Dependencies of this schedule

end_date() datetime.date

Return the last date on which data will be available, typically date.max if no end date is set.

end_ts() pandas._libs.tslibs.timestamps.Timestamp

The last date on which data will be available, typically date.max if no end date is set.

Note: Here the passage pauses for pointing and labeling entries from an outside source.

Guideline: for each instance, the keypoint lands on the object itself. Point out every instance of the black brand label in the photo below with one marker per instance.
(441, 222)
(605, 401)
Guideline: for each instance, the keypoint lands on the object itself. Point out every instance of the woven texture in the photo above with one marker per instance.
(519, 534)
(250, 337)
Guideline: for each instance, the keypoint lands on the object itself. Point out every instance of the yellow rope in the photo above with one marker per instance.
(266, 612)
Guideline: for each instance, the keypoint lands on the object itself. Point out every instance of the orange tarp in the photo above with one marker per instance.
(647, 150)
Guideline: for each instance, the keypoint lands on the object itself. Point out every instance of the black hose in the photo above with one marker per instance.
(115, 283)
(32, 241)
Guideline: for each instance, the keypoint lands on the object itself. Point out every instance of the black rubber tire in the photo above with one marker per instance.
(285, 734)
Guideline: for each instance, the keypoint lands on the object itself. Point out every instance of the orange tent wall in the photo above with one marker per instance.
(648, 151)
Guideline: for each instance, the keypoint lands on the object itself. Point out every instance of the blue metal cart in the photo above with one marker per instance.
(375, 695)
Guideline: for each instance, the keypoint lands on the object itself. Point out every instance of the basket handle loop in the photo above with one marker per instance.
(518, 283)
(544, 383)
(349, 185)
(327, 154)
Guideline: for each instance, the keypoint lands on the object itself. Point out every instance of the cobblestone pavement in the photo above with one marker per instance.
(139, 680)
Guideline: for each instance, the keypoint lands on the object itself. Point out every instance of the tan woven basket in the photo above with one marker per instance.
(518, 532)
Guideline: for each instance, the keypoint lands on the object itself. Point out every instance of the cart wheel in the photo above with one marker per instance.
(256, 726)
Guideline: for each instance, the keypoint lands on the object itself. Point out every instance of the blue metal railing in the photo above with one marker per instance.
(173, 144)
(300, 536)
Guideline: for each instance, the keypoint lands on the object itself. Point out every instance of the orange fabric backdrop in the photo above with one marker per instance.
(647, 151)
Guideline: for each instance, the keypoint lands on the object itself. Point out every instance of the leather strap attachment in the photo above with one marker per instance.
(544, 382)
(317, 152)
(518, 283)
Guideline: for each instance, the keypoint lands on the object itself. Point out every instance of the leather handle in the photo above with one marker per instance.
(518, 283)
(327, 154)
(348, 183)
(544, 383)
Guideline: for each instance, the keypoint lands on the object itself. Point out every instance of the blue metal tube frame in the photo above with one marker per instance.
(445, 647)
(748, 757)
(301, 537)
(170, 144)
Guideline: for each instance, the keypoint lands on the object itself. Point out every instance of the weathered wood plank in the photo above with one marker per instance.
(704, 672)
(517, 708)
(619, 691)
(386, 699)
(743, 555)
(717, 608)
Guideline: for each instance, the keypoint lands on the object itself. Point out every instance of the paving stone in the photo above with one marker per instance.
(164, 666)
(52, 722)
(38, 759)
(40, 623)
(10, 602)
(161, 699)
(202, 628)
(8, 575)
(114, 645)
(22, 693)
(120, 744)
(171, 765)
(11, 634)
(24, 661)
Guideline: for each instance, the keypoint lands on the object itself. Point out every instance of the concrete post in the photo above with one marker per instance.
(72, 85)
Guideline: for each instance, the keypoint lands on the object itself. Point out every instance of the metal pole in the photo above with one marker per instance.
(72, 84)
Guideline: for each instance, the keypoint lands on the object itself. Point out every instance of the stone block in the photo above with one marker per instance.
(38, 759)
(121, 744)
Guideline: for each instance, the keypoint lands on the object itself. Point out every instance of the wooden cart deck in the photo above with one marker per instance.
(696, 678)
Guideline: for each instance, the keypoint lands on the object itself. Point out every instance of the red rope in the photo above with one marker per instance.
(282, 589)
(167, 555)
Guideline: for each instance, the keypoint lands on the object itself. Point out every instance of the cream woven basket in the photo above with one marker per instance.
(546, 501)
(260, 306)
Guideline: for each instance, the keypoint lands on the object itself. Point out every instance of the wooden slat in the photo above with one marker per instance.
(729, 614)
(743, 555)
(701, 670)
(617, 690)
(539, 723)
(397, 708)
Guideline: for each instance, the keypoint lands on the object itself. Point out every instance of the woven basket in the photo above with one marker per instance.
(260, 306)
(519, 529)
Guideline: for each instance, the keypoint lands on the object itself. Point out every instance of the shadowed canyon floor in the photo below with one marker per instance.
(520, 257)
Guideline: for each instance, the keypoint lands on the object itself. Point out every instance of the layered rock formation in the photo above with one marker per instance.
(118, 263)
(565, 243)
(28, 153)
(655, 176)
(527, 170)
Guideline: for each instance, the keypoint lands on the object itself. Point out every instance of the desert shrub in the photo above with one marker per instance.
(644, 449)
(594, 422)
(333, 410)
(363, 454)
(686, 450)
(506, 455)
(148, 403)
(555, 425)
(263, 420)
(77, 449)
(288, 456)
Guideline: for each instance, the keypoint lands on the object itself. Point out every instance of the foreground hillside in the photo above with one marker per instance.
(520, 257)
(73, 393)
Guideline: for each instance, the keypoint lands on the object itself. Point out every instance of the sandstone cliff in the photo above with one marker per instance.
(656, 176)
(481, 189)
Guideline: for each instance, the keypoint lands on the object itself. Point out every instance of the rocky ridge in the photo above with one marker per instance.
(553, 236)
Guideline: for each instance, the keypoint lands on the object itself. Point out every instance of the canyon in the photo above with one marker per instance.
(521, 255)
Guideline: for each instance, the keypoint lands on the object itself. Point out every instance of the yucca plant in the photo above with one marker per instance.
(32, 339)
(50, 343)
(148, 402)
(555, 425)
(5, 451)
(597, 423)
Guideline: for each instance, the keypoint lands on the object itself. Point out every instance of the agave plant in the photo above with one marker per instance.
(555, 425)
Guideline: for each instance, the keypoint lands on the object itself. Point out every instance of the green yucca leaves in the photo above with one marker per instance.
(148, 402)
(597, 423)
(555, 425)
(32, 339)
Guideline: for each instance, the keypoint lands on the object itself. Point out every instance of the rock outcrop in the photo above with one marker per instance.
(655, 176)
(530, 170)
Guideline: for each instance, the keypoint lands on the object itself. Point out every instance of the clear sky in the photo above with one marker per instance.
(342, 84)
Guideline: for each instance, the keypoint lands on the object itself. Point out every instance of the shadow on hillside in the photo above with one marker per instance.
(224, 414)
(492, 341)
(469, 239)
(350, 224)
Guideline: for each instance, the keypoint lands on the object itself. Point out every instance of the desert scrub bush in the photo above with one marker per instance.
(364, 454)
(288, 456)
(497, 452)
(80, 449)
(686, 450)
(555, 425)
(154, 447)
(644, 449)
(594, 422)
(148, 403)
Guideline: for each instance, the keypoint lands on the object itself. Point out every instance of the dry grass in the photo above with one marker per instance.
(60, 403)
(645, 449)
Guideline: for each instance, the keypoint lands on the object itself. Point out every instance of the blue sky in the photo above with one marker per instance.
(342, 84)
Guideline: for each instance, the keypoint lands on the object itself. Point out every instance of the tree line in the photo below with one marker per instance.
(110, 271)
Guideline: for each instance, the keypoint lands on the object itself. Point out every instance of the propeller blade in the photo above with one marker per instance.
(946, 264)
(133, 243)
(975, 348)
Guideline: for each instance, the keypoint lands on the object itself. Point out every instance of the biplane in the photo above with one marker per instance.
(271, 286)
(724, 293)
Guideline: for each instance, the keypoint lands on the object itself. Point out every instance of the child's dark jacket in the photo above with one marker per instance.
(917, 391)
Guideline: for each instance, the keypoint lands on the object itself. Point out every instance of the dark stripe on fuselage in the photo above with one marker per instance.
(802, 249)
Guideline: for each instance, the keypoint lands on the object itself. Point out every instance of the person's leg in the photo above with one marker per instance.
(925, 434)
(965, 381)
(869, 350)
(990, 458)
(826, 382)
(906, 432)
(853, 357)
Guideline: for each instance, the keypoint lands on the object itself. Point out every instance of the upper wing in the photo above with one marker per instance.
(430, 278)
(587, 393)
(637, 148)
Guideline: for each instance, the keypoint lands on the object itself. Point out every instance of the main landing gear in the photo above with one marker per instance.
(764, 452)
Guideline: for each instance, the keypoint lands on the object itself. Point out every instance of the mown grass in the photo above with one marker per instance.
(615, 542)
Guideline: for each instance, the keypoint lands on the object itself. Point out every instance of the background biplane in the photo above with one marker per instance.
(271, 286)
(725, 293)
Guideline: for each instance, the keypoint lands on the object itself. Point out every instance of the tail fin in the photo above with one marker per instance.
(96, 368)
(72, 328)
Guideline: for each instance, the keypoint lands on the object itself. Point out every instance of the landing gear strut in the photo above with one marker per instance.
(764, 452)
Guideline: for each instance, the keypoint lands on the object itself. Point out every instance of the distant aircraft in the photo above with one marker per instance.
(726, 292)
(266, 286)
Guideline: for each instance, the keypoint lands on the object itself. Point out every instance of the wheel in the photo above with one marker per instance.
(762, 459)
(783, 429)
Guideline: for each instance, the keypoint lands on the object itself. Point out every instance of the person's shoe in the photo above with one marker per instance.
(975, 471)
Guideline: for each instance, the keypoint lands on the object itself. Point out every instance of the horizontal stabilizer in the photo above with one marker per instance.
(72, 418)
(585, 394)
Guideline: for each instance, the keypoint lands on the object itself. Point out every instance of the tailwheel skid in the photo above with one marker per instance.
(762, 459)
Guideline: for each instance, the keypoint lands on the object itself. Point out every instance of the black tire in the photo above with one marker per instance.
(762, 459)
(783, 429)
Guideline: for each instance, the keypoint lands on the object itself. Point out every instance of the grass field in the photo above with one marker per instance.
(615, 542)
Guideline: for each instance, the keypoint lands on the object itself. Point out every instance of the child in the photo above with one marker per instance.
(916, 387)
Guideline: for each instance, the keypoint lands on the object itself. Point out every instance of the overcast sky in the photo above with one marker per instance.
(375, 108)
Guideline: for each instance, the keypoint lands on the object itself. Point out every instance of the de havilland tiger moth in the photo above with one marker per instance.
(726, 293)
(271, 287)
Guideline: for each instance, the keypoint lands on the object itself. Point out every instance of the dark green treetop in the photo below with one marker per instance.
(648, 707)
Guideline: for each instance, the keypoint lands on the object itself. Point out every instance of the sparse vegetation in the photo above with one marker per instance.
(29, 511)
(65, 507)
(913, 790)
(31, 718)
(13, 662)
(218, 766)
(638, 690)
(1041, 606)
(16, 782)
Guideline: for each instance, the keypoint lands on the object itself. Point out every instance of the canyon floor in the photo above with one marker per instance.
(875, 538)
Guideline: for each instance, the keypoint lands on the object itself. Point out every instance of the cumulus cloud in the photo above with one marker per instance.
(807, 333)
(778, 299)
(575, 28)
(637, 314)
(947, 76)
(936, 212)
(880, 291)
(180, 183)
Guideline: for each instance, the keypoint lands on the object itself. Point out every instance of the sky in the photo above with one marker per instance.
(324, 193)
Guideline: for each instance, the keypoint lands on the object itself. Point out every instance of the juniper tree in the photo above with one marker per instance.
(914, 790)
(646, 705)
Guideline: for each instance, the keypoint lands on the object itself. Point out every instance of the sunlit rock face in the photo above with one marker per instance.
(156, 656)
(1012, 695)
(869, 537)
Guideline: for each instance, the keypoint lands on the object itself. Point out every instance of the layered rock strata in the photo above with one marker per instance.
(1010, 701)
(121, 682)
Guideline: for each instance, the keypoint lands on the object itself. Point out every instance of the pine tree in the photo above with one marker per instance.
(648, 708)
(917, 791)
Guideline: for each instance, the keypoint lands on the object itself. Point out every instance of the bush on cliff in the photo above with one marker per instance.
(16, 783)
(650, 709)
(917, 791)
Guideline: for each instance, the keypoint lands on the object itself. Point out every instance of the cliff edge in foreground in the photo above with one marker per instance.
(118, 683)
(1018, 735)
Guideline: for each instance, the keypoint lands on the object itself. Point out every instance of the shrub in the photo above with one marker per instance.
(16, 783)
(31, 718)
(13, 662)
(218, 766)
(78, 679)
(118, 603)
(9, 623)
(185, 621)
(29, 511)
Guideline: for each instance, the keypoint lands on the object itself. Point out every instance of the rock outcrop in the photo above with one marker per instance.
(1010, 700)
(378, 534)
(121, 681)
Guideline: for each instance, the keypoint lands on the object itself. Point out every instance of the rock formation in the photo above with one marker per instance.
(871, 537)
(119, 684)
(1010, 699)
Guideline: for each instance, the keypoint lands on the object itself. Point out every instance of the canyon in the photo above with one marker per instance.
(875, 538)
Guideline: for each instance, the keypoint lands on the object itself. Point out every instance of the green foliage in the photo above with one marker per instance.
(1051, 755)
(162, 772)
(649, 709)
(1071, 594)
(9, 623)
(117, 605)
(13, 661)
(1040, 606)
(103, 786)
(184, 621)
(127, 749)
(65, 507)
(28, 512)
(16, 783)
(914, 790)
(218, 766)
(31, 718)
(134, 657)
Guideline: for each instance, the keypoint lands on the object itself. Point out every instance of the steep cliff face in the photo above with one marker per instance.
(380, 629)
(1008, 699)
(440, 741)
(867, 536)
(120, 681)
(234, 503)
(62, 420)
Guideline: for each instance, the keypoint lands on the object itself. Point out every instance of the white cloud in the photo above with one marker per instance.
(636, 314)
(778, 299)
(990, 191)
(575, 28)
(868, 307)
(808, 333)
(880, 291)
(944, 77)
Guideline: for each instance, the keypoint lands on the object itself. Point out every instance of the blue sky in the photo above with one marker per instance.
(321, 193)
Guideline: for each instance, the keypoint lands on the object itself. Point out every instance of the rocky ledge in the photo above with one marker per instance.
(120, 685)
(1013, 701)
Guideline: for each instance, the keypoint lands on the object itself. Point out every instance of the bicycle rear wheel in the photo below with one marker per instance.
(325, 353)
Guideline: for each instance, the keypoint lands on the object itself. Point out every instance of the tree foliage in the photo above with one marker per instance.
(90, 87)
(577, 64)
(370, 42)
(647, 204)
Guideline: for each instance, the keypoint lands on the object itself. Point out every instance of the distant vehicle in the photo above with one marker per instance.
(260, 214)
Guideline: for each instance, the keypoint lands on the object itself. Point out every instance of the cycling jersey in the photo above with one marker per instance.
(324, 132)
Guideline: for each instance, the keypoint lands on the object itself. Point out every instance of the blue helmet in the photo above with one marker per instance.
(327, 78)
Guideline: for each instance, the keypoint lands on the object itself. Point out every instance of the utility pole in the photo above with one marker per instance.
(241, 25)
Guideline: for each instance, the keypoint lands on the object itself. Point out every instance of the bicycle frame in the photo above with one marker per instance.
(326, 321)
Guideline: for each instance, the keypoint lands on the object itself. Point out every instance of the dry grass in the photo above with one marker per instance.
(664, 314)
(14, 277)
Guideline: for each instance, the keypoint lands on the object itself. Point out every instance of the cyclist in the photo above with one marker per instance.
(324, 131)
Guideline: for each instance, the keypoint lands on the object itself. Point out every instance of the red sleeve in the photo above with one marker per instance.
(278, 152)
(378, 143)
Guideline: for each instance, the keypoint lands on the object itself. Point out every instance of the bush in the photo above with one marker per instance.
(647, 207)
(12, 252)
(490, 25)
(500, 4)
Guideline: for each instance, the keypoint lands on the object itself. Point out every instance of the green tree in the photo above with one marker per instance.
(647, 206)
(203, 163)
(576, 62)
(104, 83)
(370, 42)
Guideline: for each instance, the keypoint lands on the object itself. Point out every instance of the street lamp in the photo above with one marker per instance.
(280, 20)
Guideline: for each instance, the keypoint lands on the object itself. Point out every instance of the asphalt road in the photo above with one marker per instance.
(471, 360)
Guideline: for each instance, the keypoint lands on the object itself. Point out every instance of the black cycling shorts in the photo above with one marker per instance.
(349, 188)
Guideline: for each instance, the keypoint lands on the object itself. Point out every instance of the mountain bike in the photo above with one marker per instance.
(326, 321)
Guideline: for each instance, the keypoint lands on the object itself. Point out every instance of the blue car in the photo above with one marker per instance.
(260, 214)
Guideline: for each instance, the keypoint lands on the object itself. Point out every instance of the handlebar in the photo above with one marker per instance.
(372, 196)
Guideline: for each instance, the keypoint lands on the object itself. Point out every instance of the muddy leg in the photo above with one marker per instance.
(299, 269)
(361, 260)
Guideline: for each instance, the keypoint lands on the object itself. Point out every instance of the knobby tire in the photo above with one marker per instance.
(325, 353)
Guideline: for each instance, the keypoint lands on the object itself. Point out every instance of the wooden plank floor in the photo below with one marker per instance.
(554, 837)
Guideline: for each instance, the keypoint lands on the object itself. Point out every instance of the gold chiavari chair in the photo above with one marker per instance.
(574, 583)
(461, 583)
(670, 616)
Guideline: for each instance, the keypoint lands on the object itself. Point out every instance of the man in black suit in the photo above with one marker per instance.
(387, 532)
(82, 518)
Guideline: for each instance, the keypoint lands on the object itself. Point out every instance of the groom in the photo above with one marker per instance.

is_data_date(d: Union[datetime.date, datetime.datetime, pandas._libs.tslibs.timestamps.Timestamp]) bool

Return True if the input date is part of the schedule, otherwise False.

Parameters

d – Input date, datetime or timestamp.

Returns

bool.

is_data_ts(d: Union[datetime.date, datetime.datetime, pandas._libs.tslibs.timestamps.Timestamp]) bool

Return True if the input date is part of the schedule, otherwise False.

Parameters

d – Input date, datetime or timestamp.

Returns

bool.

next_data_date(d: Union[datetime.date, datetime.datetime, pandas._libs.tslibs.timestamps.Timestamp]) datetime.date

Return the first data date after the input date.

Parameters

d – Input date, datetime or timestamp.

Returns

date.

next_data_ts(d: Union[datetime.date, datetime.datetime, pandas._libs.tslibs.timestamps.Timestamp]) pandas._libs.tslibs.timestamps.Timestamp

Return the first data date after the input date.

Parameters

d – Input date, datetime or timestamp.

Returns

pandas Timestamp.

previous_data_date(d: Union[datetime.date, datetime.datetime, pandas._libs.tslibs.timestamps.Timestamp]) datetime.date

Return the first data date prior to the input date.

Parameters

d – Input date, datetime or timestamp.

Returns

date.

previous_data_ts(d: Union[datetime.date, datetime.datetime, pandas._libs.tslibs.timestamps.Timestamp]) pandas._libs.tslibs.timestamps.Timestamp

Return the first data date prior to the input date.

Parameters

d – Input date, datetime or timestamp.

Returns

pandas Timestamp.

reference_datetime(d: Union[datetime.date, datetime.datetime, pandas._libs.tslibs.timestamps.Timestamp]) pandas._libs.tslibs.timestamps.Timestamp

Return the delivery datetime for the input date.

Parameters

d – Input date, datetime or timestamp.

Returns

pandas Timestamp.

reference_datetimes(start: Optional[Union[datetime.date, datetime.datetime, pandas._libs.tslibs.timestamps.Timestamp]] = None, end: Optional[Union[datetime.date, datetime.datetime, pandas._libs.tslibs.timestamps.Timestamp]] = None)

Return the reference datetimes restricted to data dates between start and end inclusive.

Parameters
  • start – Input date, datetime or timestamp (optional).

  • end – Input date, datetime or timestamp (optional).

Returns

pandas Series.

start_date() datetime.date

The first date on which data will be available.

start_ts() pandas._libs.tslibs.timestamps.Timestamp

The first date on which data will be available.